2023年3月27日に、子どもに向き合う全国各地の支援者が学び/知見/意見をシェアするオンラインイベント「こども支援ナビMeetup」の第15回が開催されました。
今回は、「愛情が循環する未来」を目指して宮城県仙台市で活動している認定NPO法人STORIA(以下、STORIA)代表の佐々木綾子氏をお招きし、「子どもたちのありのままを大切にした居場所づくり」をテーマにお話をしていただきまました。

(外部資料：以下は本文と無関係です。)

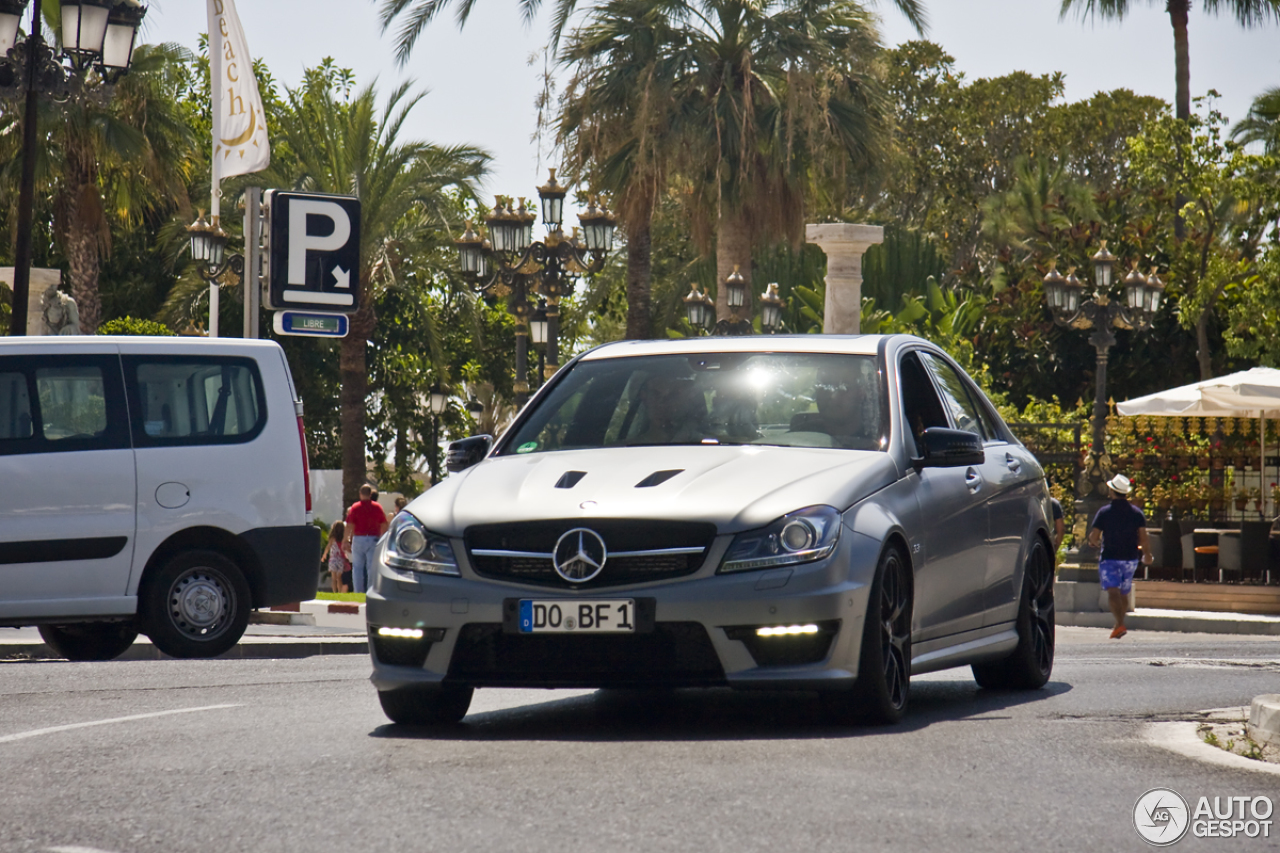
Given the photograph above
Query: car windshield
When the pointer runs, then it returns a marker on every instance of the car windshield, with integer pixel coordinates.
(792, 400)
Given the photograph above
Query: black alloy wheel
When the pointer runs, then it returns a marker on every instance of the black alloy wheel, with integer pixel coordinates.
(1032, 662)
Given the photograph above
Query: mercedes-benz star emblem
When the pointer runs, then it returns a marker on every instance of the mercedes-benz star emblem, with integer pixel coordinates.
(579, 555)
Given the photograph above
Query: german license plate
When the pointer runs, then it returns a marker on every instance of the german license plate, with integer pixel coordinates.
(561, 616)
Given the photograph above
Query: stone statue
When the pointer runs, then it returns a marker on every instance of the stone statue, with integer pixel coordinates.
(60, 315)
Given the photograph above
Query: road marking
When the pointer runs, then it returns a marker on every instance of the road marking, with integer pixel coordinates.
(35, 733)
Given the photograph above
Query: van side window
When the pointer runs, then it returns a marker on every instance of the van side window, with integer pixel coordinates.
(193, 400)
(72, 402)
(14, 407)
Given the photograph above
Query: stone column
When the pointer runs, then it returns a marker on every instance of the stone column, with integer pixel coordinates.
(40, 281)
(845, 246)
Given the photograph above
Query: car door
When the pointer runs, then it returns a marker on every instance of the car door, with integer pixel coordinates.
(949, 583)
(67, 506)
(1008, 474)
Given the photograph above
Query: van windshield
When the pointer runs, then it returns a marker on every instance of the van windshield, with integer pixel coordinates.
(794, 400)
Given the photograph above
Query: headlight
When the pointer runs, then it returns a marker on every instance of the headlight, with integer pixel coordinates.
(410, 546)
(803, 536)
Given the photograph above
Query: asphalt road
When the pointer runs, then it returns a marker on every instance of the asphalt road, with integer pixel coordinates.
(238, 756)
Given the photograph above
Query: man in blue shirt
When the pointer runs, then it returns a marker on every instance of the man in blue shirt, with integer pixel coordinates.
(1120, 528)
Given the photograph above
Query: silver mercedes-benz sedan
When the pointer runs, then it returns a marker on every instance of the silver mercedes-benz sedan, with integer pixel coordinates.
(818, 512)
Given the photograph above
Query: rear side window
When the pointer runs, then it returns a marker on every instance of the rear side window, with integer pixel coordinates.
(14, 407)
(62, 404)
(72, 402)
(193, 400)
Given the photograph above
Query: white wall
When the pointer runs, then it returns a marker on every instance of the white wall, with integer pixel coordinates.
(327, 497)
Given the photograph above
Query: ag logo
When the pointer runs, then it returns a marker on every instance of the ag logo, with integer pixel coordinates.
(312, 256)
(579, 555)
(1161, 816)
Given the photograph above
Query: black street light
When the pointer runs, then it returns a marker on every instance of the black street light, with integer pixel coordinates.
(521, 267)
(437, 400)
(1142, 296)
(97, 39)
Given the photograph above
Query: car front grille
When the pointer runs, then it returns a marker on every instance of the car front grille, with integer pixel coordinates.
(521, 551)
(673, 653)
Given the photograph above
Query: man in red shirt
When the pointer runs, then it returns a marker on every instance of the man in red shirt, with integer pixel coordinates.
(365, 524)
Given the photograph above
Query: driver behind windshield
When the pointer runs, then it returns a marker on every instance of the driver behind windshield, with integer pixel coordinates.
(675, 413)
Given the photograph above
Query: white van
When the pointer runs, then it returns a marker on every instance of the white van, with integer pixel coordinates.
(150, 484)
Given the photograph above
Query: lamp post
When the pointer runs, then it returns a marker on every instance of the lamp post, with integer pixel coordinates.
(736, 295)
(438, 401)
(522, 267)
(1142, 296)
(97, 37)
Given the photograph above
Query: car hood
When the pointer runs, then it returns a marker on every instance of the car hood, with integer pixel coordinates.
(736, 488)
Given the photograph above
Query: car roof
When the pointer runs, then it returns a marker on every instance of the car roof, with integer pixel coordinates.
(841, 343)
(83, 343)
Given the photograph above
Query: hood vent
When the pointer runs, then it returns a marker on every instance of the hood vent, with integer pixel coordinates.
(568, 479)
(658, 478)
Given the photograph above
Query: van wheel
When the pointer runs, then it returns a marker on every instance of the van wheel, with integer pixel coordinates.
(196, 605)
(90, 641)
(425, 706)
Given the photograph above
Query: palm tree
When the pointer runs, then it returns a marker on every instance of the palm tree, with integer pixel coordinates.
(416, 14)
(1248, 13)
(1262, 123)
(108, 159)
(616, 124)
(346, 146)
(780, 100)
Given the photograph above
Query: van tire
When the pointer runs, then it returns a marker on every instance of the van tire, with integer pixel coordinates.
(90, 641)
(196, 605)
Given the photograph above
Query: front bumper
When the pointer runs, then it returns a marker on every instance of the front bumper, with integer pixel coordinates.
(700, 629)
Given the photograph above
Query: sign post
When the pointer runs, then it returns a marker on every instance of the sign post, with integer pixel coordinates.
(312, 258)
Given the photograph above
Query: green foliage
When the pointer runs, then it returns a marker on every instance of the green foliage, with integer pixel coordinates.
(135, 325)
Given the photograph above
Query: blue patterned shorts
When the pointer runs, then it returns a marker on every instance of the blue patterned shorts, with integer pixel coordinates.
(1118, 574)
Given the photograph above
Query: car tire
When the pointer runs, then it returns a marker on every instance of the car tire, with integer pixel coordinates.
(881, 692)
(1032, 662)
(425, 706)
(90, 641)
(196, 605)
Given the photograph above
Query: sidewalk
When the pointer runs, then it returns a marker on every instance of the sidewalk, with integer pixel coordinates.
(1185, 621)
(338, 628)
(330, 628)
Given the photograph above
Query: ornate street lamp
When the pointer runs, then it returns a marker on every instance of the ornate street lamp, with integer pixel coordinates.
(735, 292)
(522, 267)
(95, 33)
(1065, 297)
(209, 250)
(771, 310)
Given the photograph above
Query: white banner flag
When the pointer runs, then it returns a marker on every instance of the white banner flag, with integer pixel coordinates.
(240, 126)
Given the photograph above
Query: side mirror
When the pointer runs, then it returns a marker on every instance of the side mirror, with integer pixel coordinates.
(466, 452)
(951, 448)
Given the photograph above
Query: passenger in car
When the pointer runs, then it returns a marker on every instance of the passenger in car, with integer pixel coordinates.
(673, 411)
(842, 397)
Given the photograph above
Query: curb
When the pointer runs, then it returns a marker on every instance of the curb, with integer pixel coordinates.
(250, 648)
(1264, 723)
(1176, 621)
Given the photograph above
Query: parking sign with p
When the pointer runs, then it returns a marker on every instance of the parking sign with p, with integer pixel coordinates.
(312, 251)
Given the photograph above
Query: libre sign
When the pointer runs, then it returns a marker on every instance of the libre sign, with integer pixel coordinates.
(312, 256)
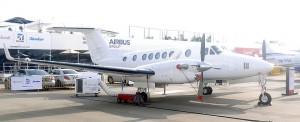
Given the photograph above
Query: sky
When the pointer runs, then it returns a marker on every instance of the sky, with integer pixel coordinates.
(232, 21)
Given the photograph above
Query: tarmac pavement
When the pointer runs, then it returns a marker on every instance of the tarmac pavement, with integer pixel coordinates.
(229, 102)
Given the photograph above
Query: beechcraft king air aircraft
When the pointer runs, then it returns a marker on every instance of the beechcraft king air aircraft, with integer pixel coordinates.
(170, 65)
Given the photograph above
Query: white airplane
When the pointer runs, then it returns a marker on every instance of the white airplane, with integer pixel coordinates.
(171, 65)
(280, 57)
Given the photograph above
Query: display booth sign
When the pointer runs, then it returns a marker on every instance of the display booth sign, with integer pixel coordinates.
(26, 83)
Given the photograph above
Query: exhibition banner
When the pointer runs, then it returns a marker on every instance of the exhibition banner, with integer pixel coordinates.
(26, 83)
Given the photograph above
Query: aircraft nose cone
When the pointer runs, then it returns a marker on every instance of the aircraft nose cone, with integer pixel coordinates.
(266, 67)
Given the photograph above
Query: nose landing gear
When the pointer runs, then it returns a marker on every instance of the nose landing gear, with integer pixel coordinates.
(264, 98)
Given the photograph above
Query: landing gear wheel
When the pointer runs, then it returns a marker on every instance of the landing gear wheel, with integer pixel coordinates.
(110, 80)
(207, 90)
(58, 83)
(265, 99)
(119, 100)
(145, 96)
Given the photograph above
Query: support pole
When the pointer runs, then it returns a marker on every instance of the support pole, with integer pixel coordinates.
(164, 90)
(290, 86)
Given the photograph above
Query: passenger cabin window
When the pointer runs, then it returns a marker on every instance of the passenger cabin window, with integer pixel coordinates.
(164, 55)
(157, 55)
(134, 57)
(171, 53)
(211, 52)
(217, 49)
(188, 53)
(206, 51)
(150, 57)
(125, 58)
(144, 57)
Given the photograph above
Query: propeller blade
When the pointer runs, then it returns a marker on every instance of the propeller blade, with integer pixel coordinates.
(202, 47)
(200, 89)
(264, 50)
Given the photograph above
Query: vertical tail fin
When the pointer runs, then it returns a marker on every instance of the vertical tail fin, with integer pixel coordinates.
(7, 54)
(264, 55)
(98, 47)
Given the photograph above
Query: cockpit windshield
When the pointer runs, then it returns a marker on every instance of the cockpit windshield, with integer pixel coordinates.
(219, 49)
(215, 49)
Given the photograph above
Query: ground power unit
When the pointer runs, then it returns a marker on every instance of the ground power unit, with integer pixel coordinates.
(87, 86)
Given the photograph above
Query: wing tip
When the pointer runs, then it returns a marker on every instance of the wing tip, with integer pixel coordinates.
(7, 54)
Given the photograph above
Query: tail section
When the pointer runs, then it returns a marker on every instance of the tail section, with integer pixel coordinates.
(98, 47)
(7, 54)
(264, 51)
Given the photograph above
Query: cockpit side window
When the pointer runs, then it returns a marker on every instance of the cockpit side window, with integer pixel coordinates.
(206, 51)
(216, 49)
(211, 52)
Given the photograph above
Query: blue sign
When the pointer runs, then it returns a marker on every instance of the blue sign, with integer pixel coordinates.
(20, 37)
(36, 39)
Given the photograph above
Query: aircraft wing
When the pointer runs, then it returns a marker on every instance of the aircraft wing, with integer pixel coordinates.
(98, 68)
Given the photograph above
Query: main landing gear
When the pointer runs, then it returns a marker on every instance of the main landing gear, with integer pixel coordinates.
(264, 98)
(207, 90)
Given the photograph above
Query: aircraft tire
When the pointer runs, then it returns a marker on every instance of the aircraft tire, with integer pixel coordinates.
(110, 80)
(58, 83)
(145, 96)
(209, 90)
(205, 90)
(119, 100)
(265, 99)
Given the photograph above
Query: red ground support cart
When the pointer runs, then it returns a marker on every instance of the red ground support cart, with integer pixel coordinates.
(126, 98)
(131, 98)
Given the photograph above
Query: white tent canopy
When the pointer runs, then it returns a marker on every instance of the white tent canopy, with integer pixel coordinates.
(69, 51)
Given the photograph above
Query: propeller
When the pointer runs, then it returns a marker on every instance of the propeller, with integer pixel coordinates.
(202, 52)
(264, 55)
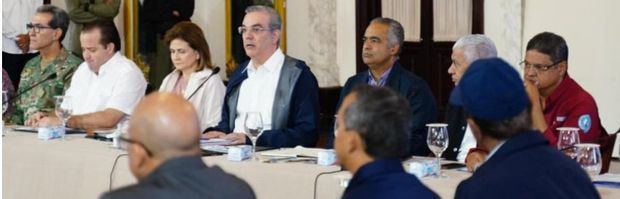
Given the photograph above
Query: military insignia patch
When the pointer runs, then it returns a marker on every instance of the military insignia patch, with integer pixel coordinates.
(585, 122)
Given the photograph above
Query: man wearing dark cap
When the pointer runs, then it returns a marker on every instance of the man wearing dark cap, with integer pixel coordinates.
(371, 134)
(520, 163)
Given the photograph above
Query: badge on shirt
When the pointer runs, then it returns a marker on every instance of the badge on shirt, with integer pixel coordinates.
(560, 118)
(585, 122)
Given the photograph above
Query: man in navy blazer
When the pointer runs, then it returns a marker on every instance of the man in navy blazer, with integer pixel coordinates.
(383, 41)
(372, 127)
(520, 164)
(281, 88)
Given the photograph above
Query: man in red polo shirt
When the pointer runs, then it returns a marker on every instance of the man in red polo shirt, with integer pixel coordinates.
(557, 100)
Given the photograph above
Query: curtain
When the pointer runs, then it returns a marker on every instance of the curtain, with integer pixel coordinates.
(452, 19)
(407, 12)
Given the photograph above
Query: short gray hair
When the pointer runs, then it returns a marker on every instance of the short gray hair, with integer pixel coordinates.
(60, 18)
(275, 22)
(476, 47)
(396, 33)
(382, 119)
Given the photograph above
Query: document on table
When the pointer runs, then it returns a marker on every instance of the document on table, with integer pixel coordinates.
(294, 152)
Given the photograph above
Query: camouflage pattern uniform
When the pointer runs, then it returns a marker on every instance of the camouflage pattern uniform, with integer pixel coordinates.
(41, 98)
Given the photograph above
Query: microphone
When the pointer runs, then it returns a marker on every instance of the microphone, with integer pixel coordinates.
(51, 76)
(215, 71)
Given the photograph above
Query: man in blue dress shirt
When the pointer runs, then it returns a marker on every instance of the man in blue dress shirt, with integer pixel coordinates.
(372, 128)
(520, 164)
(383, 41)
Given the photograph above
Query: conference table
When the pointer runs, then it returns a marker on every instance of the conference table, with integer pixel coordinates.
(79, 167)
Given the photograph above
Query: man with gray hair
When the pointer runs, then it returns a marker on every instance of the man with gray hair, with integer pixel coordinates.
(281, 88)
(383, 41)
(465, 51)
(372, 130)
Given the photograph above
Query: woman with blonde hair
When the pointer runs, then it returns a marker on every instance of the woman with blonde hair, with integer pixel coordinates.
(194, 76)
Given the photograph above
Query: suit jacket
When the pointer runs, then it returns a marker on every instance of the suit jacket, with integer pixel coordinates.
(412, 88)
(457, 124)
(295, 111)
(385, 178)
(185, 177)
(525, 166)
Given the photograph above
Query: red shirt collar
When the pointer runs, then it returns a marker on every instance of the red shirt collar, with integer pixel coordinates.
(567, 84)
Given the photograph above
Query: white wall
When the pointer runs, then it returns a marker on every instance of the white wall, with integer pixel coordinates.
(210, 16)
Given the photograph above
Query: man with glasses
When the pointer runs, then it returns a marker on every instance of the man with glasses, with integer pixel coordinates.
(166, 158)
(557, 100)
(281, 88)
(520, 163)
(15, 40)
(49, 73)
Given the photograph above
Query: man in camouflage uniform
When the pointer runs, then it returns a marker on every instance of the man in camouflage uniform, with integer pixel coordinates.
(46, 30)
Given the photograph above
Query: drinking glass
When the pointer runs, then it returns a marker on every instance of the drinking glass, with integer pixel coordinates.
(253, 128)
(567, 139)
(64, 109)
(589, 157)
(5, 101)
(437, 141)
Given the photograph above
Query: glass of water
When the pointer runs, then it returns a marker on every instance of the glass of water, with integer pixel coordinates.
(589, 157)
(64, 109)
(253, 128)
(567, 139)
(437, 141)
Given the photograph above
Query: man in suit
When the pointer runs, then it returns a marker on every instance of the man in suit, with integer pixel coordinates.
(372, 130)
(281, 88)
(465, 51)
(520, 163)
(164, 155)
(383, 41)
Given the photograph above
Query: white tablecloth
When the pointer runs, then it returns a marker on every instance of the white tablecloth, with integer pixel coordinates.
(80, 168)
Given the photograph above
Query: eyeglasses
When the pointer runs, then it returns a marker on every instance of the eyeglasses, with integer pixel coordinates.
(253, 30)
(125, 142)
(37, 28)
(537, 67)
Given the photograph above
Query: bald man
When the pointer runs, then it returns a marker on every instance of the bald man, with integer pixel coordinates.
(164, 155)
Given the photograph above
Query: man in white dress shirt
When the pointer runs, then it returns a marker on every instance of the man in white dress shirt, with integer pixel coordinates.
(281, 88)
(107, 86)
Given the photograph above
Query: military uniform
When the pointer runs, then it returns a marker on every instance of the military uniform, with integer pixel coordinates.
(41, 97)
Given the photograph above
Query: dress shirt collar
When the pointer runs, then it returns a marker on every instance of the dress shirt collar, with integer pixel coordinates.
(382, 79)
(177, 165)
(106, 66)
(271, 65)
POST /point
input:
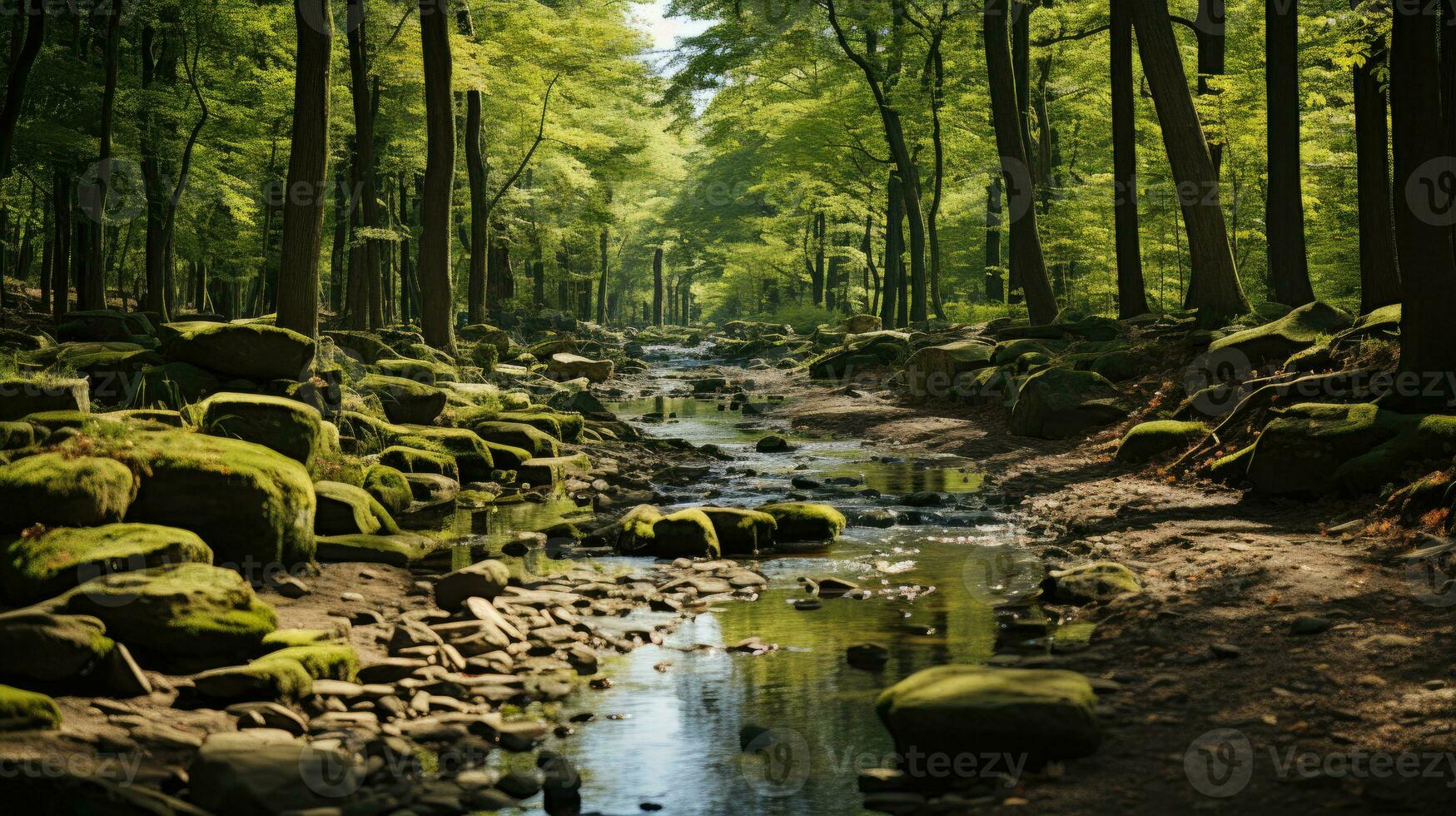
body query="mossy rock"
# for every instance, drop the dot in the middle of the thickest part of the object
(1279, 340)
(424, 372)
(415, 460)
(322, 660)
(1034, 714)
(742, 532)
(22, 396)
(1304, 449)
(937, 369)
(405, 401)
(249, 503)
(1094, 583)
(41, 565)
(1149, 440)
(182, 612)
(804, 522)
(388, 487)
(175, 385)
(52, 649)
(278, 678)
(396, 550)
(252, 351)
(1061, 404)
(54, 489)
(286, 425)
(17, 435)
(517, 435)
(27, 711)
(350, 510)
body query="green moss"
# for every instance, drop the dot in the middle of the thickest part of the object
(388, 487)
(804, 522)
(54, 489)
(347, 510)
(415, 460)
(27, 710)
(47, 565)
(182, 611)
(324, 662)
(1149, 440)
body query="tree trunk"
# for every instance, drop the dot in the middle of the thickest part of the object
(1215, 291)
(1285, 209)
(435, 242)
(1379, 271)
(1423, 215)
(475, 167)
(17, 77)
(657, 287)
(1131, 299)
(307, 165)
(1006, 110)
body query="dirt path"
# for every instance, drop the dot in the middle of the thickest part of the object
(1359, 714)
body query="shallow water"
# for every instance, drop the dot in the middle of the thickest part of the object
(678, 709)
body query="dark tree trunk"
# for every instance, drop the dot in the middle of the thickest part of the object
(17, 77)
(1215, 291)
(1131, 299)
(475, 167)
(307, 165)
(1006, 110)
(1379, 271)
(1285, 209)
(657, 287)
(435, 242)
(1423, 213)
(995, 289)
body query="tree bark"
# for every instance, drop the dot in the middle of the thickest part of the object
(1215, 291)
(1006, 110)
(1131, 297)
(1285, 209)
(435, 242)
(1379, 271)
(1423, 204)
(307, 165)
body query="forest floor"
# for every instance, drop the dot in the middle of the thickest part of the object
(1212, 699)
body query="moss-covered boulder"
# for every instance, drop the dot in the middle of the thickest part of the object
(27, 711)
(951, 711)
(804, 522)
(52, 649)
(569, 366)
(350, 510)
(252, 351)
(415, 460)
(1149, 440)
(1061, 404)
(405, 401)
(21, 396)
(517, 435)
(249, 503)
(1092, 583)
(1277, 340)
(40, 565)
(388, 487)
(398, 550)
(286, 425)
(175, 385)
(184, 611)
(54, 489)
(933, 371)
(742, 532)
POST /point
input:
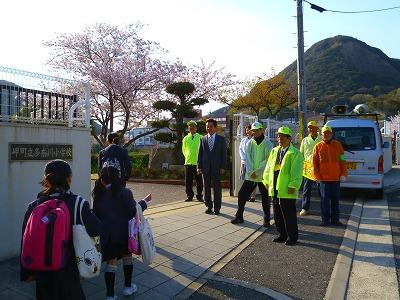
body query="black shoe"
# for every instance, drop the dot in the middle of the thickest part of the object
(237, 220)
(267, 224)
(290, 243)
(338, 223)
(279, 240)
(209, 211)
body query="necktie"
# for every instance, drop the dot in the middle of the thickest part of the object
(281, 155)
(210, 142)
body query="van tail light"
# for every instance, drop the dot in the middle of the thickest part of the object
(380, 165)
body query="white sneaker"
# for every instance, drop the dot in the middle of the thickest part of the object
(129, 290)
(303, 212)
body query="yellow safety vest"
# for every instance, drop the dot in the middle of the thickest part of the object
(307, 148)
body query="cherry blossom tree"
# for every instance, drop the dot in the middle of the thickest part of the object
(128, 75)
(125, 74)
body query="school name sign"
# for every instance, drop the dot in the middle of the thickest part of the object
(26, 152)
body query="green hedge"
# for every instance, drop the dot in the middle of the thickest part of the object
(140, 160)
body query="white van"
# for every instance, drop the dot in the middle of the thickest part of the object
(362, 142)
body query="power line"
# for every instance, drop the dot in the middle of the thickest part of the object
(321, 9)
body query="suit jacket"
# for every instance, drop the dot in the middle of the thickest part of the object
(212, 161)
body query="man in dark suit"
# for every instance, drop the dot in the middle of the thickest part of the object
(212, 164)
(116, 156)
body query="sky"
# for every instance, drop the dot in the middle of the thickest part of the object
(246, 37)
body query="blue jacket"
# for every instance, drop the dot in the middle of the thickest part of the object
(115, 214)
(212, 161)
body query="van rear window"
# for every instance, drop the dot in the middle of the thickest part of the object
(355, 138)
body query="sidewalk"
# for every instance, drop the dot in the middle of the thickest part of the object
(188, 243)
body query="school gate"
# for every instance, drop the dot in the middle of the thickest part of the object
(41, 118)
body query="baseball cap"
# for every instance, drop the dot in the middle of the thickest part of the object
(285, 130)
(312, 123)
(256, 126)
(58, 166)
(191, 122)
(326, 128)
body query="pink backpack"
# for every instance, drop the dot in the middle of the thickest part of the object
(133, 235)
(46, 237)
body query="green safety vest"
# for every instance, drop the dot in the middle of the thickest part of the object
(190, 148)
(307, 149)
(290, 174)
(256, 158)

イベントレポート第3回では、サードプレイスで実施している体験学習によってどのような非認知能力が育まれているのか、なぜこのような成果が出ているのか、またSTORIAが大切にしている考え方・あり方について詳しくご紹介します。
連載第1回・第2回はこちら:
プロフィール:佐々木 綾子 氏
東日本大震災後、「子どもの貧困」の根本解決を目指し、2016年にNPO法人STORIAを設立。「貧困の連鎖から愛情が循環する未来へ」をビジョンに、困難を抱えた子どものサードプレイス事業と保護者の相談支援事業を地域や行政、企業と協働で取り組んでいる。
2014年仙台市ひとり親家庭等自立促進計画策定協議会委員、
2019年仙台市総合計画審議回委員、2020年協働まちづくり審議委員を歴任。
非認知能力の効果測定
私たちは、先ほどお話したオンラインショップ「りゆひま」や子どもラジオ番組「男の人生相談」プロジェクトといった体験学習をすると同時に、非認知能力の効果測定を行ってきました。
効果測定の結果はこのようになっています。
画像:認定NPO法人STORIA
赤枠で囲っているのが実際に体験学習をやる中で特に上がっていった数字です。プロジェクトの前後で比較した際に最も高くなったのは、自制心と共感性でした。思ったこと・やっていることを自分たちで一旦立ち止まって考えられるようになったり、相手がなぜそのような気持ちなのか理解することができるようになったりしていると思っています。また、相手を助ける・相手のために何かするといった社会適応性の数字もしっかり伸びていました。
こうした子どもたちの変化は学校でもみられるようで、学校の先生から「サードプレイスでどんなことをしているのか教えてほしい」と聞かれることもありました。やはり子どもたちが主体的に学んでいくことで、子どもたちが自ら自分の可能性を開いていくんだな、ということをとても体感しました。
子どもたちがありのままでいられる居場所づくり
次に、STORIAではこうした体験学習をどのように開発しているのか、という部分についてお話しします。
画像:認定NPO法人STORIA
体験学習の開発には5つのステップがあります。1つ目は、子どもをよく観察することです。スタッフは、一人ひとりがどんなことに興味があるのかをとてもよく観察していて、子どもたちの興味関心に触れ、面白そうだなというネタをたくさん集めてきます。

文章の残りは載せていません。